Analysis of onset mechanism of paroxysmal kinesigenic dyskinesia using genetic animal models

2021 Fiscal Year Final Research Report

• Project/Area Number: 20K22688
• Research Category: Grant-in-Aid for Research Activity Start-up
• Allocation Type: Multi-year Fund
• Review Section: 0704:Neuroscience, brain sciences, and related fields
• Research Institution: Nagasaki University
• Principal Investigator: Hatta Daisuke 長崎大学, 医歯薬学総合研究科(薬学系), 客員研究員 (60886216)
• Project Period (FY): 2020-09-11 – 2022-03-31
• Keywords: PRRT2 / PKD / ジスキネジア / ドーパミン / L-ドーパ / ロータロッド

Outline of Final Research Achievements

Paroxysmal kinesigenic dyskinesia (PKD) is a neurological disease presenting unvoluntary movements triggered by sudden movements.
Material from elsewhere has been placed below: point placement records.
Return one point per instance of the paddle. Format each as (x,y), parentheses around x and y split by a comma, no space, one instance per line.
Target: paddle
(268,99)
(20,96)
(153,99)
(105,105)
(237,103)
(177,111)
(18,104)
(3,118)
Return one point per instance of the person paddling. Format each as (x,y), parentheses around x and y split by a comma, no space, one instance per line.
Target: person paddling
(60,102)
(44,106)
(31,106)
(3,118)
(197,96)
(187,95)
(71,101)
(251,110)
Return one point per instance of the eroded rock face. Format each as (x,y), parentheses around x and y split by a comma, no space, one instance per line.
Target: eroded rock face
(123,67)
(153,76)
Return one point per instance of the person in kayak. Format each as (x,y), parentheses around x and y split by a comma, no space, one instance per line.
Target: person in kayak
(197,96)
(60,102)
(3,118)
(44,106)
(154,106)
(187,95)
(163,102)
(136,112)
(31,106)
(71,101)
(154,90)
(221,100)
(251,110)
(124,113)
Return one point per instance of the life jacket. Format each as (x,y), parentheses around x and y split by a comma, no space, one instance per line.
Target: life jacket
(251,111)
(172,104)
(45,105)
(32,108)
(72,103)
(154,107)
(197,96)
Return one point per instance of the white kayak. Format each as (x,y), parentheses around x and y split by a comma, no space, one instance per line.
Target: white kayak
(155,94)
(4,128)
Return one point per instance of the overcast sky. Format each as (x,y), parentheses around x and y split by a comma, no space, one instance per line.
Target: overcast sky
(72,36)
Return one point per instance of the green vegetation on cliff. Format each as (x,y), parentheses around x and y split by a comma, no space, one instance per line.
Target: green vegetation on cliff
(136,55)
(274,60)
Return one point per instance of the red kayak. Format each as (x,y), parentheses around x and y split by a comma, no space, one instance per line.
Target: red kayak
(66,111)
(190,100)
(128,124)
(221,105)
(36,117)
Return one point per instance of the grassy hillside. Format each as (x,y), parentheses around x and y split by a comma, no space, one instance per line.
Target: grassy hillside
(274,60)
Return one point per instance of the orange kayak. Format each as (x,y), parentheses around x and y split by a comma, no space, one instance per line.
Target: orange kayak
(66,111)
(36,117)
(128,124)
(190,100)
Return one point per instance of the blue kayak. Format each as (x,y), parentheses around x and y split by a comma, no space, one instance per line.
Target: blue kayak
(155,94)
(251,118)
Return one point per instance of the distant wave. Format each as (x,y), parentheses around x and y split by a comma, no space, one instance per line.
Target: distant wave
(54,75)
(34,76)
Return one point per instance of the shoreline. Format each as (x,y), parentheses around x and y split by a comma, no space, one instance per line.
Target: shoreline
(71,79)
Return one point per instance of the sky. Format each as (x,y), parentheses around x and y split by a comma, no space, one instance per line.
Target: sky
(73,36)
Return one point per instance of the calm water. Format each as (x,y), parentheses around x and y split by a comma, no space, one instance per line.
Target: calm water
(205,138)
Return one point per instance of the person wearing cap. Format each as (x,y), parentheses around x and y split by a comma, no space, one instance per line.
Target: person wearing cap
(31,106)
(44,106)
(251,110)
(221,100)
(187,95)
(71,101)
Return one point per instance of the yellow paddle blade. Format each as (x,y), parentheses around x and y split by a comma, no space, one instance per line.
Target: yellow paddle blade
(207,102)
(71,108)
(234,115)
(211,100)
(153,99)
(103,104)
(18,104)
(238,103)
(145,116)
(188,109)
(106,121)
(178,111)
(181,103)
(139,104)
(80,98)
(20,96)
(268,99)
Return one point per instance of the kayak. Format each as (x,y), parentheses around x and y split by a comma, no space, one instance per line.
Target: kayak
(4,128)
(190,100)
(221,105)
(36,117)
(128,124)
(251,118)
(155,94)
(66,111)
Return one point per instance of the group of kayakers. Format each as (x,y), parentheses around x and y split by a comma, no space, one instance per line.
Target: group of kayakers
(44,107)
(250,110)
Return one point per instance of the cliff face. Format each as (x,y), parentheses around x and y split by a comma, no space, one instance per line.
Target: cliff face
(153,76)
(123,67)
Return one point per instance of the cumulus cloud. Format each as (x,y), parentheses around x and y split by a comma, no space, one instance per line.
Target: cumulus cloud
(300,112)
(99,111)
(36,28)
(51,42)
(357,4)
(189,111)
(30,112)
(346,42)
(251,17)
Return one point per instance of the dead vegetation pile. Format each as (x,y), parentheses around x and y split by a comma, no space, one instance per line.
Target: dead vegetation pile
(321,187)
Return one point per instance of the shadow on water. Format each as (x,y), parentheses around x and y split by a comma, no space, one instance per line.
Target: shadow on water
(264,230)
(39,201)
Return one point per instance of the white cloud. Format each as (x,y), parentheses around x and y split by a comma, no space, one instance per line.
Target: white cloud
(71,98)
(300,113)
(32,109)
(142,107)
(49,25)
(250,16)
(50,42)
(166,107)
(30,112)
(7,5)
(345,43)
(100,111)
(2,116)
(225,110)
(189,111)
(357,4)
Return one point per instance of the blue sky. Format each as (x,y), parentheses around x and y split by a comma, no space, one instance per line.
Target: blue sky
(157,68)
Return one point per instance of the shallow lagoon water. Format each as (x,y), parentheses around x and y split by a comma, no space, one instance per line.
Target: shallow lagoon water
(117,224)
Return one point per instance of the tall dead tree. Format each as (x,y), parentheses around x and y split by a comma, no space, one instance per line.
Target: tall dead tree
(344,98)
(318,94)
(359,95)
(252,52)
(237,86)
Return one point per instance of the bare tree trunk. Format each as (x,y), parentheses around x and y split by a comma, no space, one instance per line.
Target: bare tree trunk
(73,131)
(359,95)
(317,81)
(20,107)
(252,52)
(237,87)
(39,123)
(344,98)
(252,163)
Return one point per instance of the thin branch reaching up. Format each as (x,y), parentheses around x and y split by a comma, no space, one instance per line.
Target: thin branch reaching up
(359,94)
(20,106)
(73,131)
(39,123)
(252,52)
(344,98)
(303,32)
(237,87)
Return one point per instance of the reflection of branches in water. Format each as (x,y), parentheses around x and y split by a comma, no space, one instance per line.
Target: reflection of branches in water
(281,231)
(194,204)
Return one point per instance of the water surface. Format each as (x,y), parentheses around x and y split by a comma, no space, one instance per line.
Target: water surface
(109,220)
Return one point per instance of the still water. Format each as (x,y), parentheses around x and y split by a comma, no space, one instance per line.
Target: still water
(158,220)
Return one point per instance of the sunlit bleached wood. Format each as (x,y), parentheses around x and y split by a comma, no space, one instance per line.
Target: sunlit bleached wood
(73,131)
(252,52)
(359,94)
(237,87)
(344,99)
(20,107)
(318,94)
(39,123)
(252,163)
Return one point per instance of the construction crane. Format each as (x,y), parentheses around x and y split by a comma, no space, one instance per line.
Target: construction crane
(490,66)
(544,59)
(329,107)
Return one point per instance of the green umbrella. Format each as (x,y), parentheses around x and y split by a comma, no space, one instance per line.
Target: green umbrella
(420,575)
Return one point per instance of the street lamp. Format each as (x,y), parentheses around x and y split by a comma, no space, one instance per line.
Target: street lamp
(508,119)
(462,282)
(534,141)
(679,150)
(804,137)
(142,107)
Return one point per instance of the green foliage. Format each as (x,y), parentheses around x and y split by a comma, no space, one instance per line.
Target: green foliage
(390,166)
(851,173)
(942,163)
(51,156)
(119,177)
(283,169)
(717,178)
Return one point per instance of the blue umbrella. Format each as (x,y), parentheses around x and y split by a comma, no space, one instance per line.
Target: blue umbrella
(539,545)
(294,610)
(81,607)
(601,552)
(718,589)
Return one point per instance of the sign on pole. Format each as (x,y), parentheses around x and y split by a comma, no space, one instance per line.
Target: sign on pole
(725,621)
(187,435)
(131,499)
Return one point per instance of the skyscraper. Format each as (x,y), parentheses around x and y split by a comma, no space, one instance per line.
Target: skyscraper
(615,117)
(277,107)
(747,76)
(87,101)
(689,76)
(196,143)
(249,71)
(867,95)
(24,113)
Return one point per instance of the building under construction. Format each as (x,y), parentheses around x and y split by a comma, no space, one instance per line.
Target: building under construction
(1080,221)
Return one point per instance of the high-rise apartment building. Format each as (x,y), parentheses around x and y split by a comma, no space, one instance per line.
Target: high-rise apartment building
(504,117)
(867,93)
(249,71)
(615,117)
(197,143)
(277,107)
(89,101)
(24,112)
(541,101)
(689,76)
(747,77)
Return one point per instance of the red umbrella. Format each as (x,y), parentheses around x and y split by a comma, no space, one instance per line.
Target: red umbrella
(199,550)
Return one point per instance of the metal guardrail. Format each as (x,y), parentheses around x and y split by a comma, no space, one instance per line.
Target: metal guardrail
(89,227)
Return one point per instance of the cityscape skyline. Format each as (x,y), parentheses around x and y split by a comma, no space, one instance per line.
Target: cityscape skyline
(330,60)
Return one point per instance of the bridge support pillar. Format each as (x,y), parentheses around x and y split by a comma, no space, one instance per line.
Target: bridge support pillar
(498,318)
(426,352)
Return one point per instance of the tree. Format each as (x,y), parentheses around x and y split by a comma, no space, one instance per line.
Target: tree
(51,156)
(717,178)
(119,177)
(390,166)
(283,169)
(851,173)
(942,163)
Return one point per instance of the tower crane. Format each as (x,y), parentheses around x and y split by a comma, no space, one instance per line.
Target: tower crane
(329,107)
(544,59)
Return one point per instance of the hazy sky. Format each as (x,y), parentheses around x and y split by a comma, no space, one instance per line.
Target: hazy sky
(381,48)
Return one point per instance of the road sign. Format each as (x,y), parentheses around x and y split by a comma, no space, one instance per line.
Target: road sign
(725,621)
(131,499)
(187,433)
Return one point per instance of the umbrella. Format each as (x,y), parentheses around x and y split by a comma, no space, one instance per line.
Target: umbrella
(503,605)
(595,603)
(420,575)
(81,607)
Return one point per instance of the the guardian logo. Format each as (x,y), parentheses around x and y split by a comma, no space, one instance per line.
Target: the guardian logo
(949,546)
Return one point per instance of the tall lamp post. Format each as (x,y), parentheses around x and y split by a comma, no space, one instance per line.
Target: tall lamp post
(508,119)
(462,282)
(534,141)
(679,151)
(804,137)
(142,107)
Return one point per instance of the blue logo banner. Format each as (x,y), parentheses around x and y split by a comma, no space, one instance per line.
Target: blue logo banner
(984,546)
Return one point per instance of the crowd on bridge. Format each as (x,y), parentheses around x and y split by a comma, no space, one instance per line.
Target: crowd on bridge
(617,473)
We had previously generated Prrt2 knock-in (KI) mice harboring PKD-related Prrt2 mutation, which had much higher extracellular concentration of dopamine than wild-type mice during neuronal stimulation in the striatum. In the present study, we evaluated motor functions of Prrt2 KI mice by rotarod test. Although there was no significant difference in motor functions between wild-type and Prrt2 KI mice, intraperitoneal administration of L-dopa caused more severe motor deficit in Prrt2 KI mice than in wild-type mice. These results suggest that PKD is caused by excessive dopamine transmission in the striatum and subsequent hyper-activity of the cortico-basal ganglia motor loop.

Free Research Field

神経科学

Academic Significance and Societal Importance of the Research Achievements

これまでPKDの原因となる神経回路や発症機序は十分に理解されておらず、国外からの報告では主に小脳に着目した解析がなされてきた。しかし本研究では、PKDモデルマウスにおいて線条体での過剰なドーパミン伝達が運動障害に関連することを明らかにし、PKDの発症機序の仮説として「線条体ドーパミン説」という新たな学術的概念を作ることができた。
本研究の成果はPKDの治療方法の基盤構築に繋がるだけでなく、痙攣や不随意運動を伴う類似疾患の治療薬開発にも応用可能と考えられ、医療の進歩という形で社会に貢献する研究となった。